Project description:We discovered a transient adhesion property in poly(ethylene glycol) dimethacrylate (PEG-DMA) hydrogels and employed it to develop a novel "stem cell bandage" model of cellular delivery. First, we cultured human mesenchymal stromal cells (MSCs) on the surface of PEG-DMA hydrogels with high amounts of arginine-glycine-aspartic acid (RGD) adhesive peptides (RGD++) or without RGD (RGD-). On day 1, MSCs underwent an initial adhesion to RGD- hydrogels that was not significantly different over 13 days (n = 6).

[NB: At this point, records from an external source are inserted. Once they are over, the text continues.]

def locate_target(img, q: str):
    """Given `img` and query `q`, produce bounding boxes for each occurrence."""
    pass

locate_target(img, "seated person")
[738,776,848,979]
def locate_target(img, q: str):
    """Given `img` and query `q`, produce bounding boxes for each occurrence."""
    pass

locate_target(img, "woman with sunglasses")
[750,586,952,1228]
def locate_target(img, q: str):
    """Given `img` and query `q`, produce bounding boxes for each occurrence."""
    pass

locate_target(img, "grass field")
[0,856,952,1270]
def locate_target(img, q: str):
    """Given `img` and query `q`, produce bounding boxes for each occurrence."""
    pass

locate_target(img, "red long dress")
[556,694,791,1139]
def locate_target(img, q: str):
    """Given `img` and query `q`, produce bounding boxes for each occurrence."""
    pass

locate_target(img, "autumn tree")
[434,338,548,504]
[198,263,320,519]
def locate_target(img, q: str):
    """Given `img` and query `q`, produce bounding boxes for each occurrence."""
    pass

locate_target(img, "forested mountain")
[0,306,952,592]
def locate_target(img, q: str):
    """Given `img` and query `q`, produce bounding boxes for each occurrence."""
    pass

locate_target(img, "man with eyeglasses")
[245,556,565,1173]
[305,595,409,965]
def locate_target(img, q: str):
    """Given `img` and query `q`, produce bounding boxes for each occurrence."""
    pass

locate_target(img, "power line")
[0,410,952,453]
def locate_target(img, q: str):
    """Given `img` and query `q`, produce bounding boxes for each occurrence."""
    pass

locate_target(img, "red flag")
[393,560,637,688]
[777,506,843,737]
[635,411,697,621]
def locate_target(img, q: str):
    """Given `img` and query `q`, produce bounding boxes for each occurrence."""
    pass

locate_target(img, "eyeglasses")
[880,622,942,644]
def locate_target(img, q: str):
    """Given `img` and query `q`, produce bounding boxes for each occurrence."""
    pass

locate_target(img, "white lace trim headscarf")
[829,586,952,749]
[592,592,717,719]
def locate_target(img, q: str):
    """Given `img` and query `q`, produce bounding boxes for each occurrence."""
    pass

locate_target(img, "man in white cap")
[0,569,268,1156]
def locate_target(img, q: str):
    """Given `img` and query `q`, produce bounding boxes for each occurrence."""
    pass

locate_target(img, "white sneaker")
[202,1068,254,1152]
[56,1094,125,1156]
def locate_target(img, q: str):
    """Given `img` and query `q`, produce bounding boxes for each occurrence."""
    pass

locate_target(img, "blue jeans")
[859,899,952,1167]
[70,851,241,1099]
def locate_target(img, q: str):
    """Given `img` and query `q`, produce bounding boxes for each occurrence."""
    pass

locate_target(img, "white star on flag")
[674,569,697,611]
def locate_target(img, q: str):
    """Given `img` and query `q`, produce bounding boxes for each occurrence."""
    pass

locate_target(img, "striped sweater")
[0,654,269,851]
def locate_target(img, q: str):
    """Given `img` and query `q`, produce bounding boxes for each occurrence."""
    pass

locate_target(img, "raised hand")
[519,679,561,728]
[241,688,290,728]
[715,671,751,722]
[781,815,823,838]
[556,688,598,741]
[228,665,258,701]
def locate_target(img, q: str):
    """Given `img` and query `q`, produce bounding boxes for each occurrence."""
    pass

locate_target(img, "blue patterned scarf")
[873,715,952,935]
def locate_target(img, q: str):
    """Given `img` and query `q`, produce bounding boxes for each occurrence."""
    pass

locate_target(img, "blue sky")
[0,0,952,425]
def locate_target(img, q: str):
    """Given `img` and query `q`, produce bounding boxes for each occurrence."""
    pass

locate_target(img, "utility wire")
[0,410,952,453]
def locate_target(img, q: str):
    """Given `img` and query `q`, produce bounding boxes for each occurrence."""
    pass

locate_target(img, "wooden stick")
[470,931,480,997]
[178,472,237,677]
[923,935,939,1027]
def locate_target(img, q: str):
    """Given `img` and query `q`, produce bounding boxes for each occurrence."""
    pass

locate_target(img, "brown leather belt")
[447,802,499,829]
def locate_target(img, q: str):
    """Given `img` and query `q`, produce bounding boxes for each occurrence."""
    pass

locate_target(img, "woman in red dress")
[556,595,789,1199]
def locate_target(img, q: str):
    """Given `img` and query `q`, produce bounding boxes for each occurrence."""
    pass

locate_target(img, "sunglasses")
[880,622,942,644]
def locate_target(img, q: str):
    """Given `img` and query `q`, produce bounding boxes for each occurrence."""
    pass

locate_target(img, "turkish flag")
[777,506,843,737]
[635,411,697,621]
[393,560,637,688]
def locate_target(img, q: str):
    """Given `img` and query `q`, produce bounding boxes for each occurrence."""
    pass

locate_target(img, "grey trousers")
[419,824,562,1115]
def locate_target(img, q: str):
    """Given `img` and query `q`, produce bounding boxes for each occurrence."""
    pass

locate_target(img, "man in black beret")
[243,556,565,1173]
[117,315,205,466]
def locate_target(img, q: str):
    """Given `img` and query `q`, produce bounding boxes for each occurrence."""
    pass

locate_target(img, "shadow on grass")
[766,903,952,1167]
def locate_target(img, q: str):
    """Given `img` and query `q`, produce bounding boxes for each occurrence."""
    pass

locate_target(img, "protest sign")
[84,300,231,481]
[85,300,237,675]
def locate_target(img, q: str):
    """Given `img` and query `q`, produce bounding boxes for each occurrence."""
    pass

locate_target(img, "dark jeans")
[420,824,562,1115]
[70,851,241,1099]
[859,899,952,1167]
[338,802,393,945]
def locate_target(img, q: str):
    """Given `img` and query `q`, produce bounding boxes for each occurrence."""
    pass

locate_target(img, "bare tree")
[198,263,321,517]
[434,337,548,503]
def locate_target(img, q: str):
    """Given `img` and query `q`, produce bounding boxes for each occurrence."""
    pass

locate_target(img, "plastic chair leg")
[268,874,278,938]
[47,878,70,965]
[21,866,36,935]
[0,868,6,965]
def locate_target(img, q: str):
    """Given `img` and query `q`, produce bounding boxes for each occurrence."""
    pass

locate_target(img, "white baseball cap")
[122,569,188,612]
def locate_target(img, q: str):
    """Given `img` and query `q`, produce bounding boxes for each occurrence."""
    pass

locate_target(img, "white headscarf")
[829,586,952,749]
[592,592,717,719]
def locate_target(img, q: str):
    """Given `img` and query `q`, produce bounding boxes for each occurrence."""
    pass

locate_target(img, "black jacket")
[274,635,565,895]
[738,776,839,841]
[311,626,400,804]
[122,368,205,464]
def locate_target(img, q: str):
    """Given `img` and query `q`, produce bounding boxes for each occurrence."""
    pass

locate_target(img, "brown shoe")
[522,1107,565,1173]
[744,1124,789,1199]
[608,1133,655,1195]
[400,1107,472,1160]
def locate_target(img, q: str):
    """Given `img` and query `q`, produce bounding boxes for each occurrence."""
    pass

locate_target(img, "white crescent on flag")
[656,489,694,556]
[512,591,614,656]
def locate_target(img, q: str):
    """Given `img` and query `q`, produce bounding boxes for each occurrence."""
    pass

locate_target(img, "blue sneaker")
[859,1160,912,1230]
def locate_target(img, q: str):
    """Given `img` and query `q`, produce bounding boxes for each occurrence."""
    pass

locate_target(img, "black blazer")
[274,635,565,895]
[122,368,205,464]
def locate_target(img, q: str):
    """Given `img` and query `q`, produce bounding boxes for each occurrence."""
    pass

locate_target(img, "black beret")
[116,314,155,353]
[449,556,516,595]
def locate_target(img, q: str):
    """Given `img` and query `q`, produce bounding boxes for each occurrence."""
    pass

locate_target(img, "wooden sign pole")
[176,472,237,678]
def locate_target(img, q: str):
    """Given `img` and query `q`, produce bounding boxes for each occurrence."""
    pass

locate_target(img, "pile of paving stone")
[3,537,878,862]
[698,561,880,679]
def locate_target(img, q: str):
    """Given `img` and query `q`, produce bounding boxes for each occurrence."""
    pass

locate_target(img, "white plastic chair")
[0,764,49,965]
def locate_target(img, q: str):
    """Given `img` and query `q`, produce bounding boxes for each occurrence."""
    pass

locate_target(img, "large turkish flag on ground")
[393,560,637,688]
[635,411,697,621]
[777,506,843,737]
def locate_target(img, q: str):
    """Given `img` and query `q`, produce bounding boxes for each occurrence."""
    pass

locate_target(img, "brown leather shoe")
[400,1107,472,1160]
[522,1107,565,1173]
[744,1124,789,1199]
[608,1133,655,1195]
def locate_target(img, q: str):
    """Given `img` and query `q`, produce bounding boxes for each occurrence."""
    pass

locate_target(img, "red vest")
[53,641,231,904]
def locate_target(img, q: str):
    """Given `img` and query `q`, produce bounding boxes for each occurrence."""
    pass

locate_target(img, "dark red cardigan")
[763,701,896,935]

In addition, cells appeared to be well spread by day 3. Significantly fewer cells were present on RGD- hydrogels on day 15 compared to day 9, suggesting that RGD- hydrogels allow for an initial cellular adhesion that is stable for multiple days, but transient over longer periods with a decrease by day 15. This initial adhesion is especially surprising considering that PEG-DMA does not contain any biological adhesion motifs and is almost chemically identical to poly(ethylene glycol) diacrylate (PEG-DA), which has been shown to be non-adhesive without RGD. We hypothesized that MSCs could be cultured on RGD- PEG-DMA hydrogels and then applied to a wound site to deliver cells in a novel approach that we refer to as a "stem cell bandage". RGD- donor hydrogels were successfully able to deliver MSCs to PEG-DMA acceptor hydrogels with high RGD content (RGD++) or low amounts of RGD (RGD+). Our novel "bandage" approach promoted cell delivery to these model surfaces while preventing cells from diffusing away. This stem cell delivery strategy may provide advantages over more common stem cell delivery approaches such as direct injections or encapsulation and thus may be valuable as an alternative tissue engineering approach.